How can one verify the proper operation of a sieve close to 2^64?

Question

Small primes - up to about 1,000,000,000,000 - are readily available from various sources. The Prime Pages (utm.edu) have lists for the first 50 million primes, primos.mat.br goes up to 10^12, and programs like the one available at primesieve.org go even higher.

However, when it comes to numbers close to 2^64 there's only the ten primes mentioned on the page Primes just less than a power of two at primes.utm.edu and that seems to be it.

The primality test found there refuses to work on numbers that don't fit a double, others - elsewhere - fail to refuse and just print trash. The primesieve.org program refuses to work with numbers that aren't at least some 40 billion below 2^64, which doesn't exactly inspire confidence in the quality of their coding. The same result everywhere: nada, zilch, niente.

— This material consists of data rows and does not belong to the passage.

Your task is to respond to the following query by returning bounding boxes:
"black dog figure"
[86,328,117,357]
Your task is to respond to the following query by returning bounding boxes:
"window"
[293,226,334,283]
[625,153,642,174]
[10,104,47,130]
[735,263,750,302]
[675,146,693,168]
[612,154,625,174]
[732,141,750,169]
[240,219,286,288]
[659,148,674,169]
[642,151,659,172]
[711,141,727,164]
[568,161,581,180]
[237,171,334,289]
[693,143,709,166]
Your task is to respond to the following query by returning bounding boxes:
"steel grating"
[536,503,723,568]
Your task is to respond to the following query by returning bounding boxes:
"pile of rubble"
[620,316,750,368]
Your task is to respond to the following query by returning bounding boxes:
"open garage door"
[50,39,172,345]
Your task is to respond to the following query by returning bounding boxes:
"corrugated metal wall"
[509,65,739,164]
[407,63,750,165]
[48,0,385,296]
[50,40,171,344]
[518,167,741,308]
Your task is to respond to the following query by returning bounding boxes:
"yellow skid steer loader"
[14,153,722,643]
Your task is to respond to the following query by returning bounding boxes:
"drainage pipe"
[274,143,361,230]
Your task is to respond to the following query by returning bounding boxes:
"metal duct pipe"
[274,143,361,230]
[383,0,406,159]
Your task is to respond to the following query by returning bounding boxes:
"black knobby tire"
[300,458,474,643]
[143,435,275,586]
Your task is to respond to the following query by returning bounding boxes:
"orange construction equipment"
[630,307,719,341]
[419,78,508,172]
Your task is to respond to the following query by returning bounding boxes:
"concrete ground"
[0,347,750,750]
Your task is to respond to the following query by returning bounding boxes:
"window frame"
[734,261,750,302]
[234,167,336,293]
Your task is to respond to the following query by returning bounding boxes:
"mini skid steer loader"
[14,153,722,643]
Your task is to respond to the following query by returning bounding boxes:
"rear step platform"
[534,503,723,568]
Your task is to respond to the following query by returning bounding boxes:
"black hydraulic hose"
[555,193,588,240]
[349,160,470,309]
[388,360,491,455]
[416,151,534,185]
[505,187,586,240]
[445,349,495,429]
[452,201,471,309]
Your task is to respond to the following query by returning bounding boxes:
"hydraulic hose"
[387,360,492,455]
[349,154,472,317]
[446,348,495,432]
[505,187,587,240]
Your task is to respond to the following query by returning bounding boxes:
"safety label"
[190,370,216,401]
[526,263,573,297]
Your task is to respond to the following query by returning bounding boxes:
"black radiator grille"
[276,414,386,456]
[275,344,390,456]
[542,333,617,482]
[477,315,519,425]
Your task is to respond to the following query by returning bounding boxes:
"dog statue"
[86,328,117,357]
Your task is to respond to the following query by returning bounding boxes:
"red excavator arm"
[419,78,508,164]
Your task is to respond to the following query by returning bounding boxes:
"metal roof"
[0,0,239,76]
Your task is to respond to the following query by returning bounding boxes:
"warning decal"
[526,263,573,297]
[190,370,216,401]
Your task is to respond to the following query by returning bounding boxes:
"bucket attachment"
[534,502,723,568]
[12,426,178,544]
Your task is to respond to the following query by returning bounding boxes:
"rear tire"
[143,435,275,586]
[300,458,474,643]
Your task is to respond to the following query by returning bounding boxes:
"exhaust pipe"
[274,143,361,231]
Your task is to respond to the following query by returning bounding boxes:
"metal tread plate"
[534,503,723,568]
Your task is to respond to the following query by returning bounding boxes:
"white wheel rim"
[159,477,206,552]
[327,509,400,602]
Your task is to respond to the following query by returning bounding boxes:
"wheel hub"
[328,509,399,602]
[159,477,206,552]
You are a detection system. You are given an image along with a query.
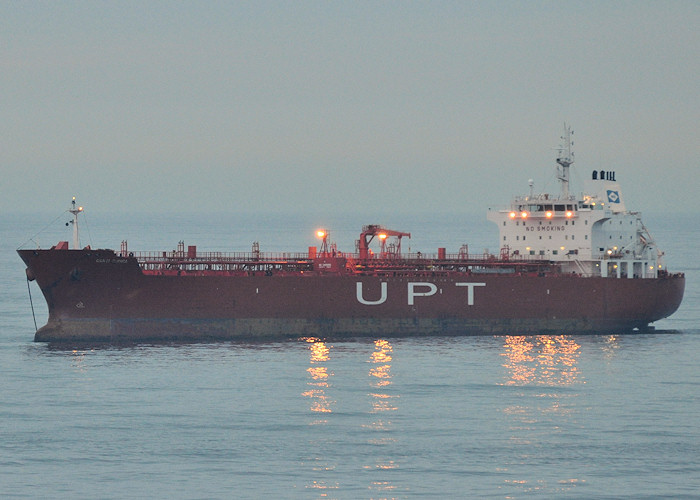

The cogs and gears of sieves start creaking around the 2^62 mark, and close to 2^64 there's hardly a cog that doesn't creak loudly threatening to break apart. Hence the need for testing the implementation is greatest where verification is most difficult, because of the scarcity/absence of reliable reference data. The primesieve.org program seems to be the only one that works at least up to 2^63 or thereabouts, but I don't trust it too much because of the above-mentioned issue.

So how then can one verify the proper operation of a sieve close to 2^64? Are there reliable lists somewhere for a million (or ten million or a hundred million) primes just below and above powers of two like 2^64, 2^63 and so on? Or are there reliable (trustworthy, verified, banged-on a lot) programs that yield such sequences or that can verify primes or lists of primes?

Once a sieve has been verified it can be used to produce handy lists with sums/checksums for loads of interesting ranges, but absent such lists the situation seems difficult...

P.S.: I determined the upper limit for the primesieve.org turbo siever to be UINT64_MAX - 10 * UINT32_MAX, or 0xFFFFFFF600000009. That means only the 10 * UINT32_MAX highest primes don't have any reference data at all so far...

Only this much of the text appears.